Ch-ch-ch-changes!

Heyyyy there!

I was only planning on stopping by for a hot minute to post a pic of my crazy stage makeup for our ballet number, but I started to reflect on where I was this time last year instead and thought I'd share my thought process here with you.  :)

Yesterday was our dress rehearsal, and tonight is our first performance!  I was so prepared for this week to be psycho and hectic and scary, but it has been the complete opposite this year!

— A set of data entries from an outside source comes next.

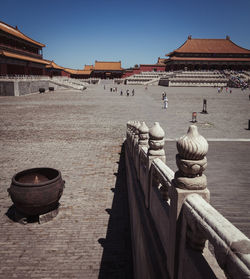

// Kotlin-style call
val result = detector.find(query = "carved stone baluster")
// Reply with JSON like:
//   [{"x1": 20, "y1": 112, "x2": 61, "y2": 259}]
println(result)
[
  {"x1": 173, "y1": 125, "x2": 209, "y2": 251},
  {"x1": 139, "y1": 121, "x2": 149, "y2": 147},
  {"x1": 174, "y1": 125, "x2": 208, "y2": 190},
  {"x1": 148, "y1": 122, "x2": 166, "y2": 163},
  {"x1": 145, "y1": 122, "x2": 166, "y2": 207}
]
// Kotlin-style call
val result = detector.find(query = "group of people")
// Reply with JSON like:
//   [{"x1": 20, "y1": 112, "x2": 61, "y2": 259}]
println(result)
[
  {"x1": 103, "y1": 85, "x2": 135, "y2": 97},
  {"x1": 120, "y1": 89, "x2": 135, "y2": 97}
]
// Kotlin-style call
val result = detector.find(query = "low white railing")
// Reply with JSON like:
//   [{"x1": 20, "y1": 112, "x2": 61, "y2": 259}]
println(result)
[{"x1": 125, "y1": 121, "x2": 250, "y2": 279}]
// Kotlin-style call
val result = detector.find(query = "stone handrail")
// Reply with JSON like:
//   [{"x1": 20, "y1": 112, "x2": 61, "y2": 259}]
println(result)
[
  {"x1": 183, "y1": 194, "x2": 250, "y2": 278},
  {"x1": 125, "y1": 121, "x2": 250, "y2": 279}
]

Tech rehearsals Tuesday & Wednesday were fine.  No nerves, no major sense of urgency or anxiety.  I found myself completely exhausted Tuesday, but both numbers I rehearsed that day were the most physically intense and we ran each number 3-4 times each.  That's just exhausting no matter how you look at it!  Either way, it went very well and I felt good about both nights as I left the theater.  Here's how I felt last year:

Tuesday and Wednesday were our tech rehearsals.  No costumes, only marking it out and running through a few times on stage.  Ballet, Lyrical, and the opening number were fine for me, but pointe was a different story.  Pointe was the last rehearsal on Wednesday night, and it was just a disaster for me.  I tripped, I fell off of pointe, I had no balance, and I wanted to throw up the whole time. 
I didn't expect this reaction, but as sat waiting for pointe to be called, I think I just psyched the hell out of myself.  We did the number three times in a row, and it was exhausting and terrifying.  Being new back to pointe just this year, I was worried that I'd be judged by other teachers or students for messing up.  And then I messed up, a lot.  I left the rehearsal with some composure, but I cried as soon as I got into my car.  I felt defeated. 
I'm so glad I didn't have the same experience this year.

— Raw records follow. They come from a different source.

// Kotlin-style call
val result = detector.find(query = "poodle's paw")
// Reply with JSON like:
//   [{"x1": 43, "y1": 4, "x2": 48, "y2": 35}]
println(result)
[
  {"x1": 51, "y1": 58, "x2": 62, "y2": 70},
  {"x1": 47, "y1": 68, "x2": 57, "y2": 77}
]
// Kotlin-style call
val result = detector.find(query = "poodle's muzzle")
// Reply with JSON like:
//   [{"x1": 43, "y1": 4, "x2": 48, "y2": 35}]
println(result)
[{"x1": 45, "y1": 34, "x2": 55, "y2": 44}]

Dress rehearsal was great.  The whole thing went off without a hitch, other than a fall-down oops in our pointe number (but not me this time!!) and she's totally fine.  Eschappes directly over a big crack in the wooden stage is kind of a bummer, it totally caught her shoe and she went down.

No anxiety during dress rehearsal either, which again is such a dramatic change from last year.  I freaked myself out so bad during tech & dress that I made a lot of mistakes.  Only a few minor mistakes due to a calf cramp in our pointe routine, and I couldn't hold my arabesque promenade the whole time, had to set my foot down.  Here's how I felt last year:

Thursday was dress rehearsal and I was a nervous wreck.  I went out on stage and wobbled and did most of it on half toe, and was disappointed with my performance.  In regular ballet class I made some mistakes, mostly balance issues.  Those stage lights can really mess with you if you look right into them, and my ballet class faced the wings several times, so you were totally blinded by the lights.

I think the difference between this year and last has several factors.


  1. Age-- Last year I was very fixated on the fact that I was 10 years older than everyone and stuck out like a sore thumb due to my height.  This year, I really couldn't care less.  I'm doing what I love to do, and I've put a lot of time and money in to dance, and I deserve to perform like anyone else.
  2. Self consciousness-- I was very worried last year that other teachers and students would be laughing at my sad attempts at ballet.  I now know that wasn't true, or at least nobody did it to my face.  I also don't care if someone IS laughing at me.  I've been laughed at my whole life, it really doesn't bother me much anymore.  I will perform to the best of my ability, which I am happy to say is much improved over last year.
  3. Pointe fears-- I was TERRIFIED to perform on pointe last year, my first year back to ballet & dance in general.  I now have great shoes that fit me well, and I'm very confident in our number this year.  During dress I was able to really PERFORM the piece, not just a plastered on smile as I breathed through my teeth in total terror.
  4. Confidence-- I know from last year, that the second I step foot on stage in front of an audience in full makeup and costume, a switch inside me flips on.  I still don't know where it came from, but I know it's in there.  Stage Lindsay is a whole different animal than rehearsal Lindsay, and this year my numbers have a wide range of emotion.  Rage (Hunger Games- Modern), Seriousness (Chinese Checkers- Ballet), Fear and sadness (The Hobbit- Lyrical), and Sass (Pointe).  They all came out during dress yesterday and I found I really enjoyed it.  
I probably should have waited a year or two to perform on pointe after taking classes regularly, but I'm very thankful for the opportunity to perform last year.  It taught me so much about myself and what I'm capable of.  It can only get better from there!  

I'll leave you with a photo of my very creepy ballet makeup:


Yeah, that's RED eyeshadow.  The lips are fun though.  :)

I am so excited to perform tonight in front of my family.  SUPER HAPPY DANCING, Y'ALL.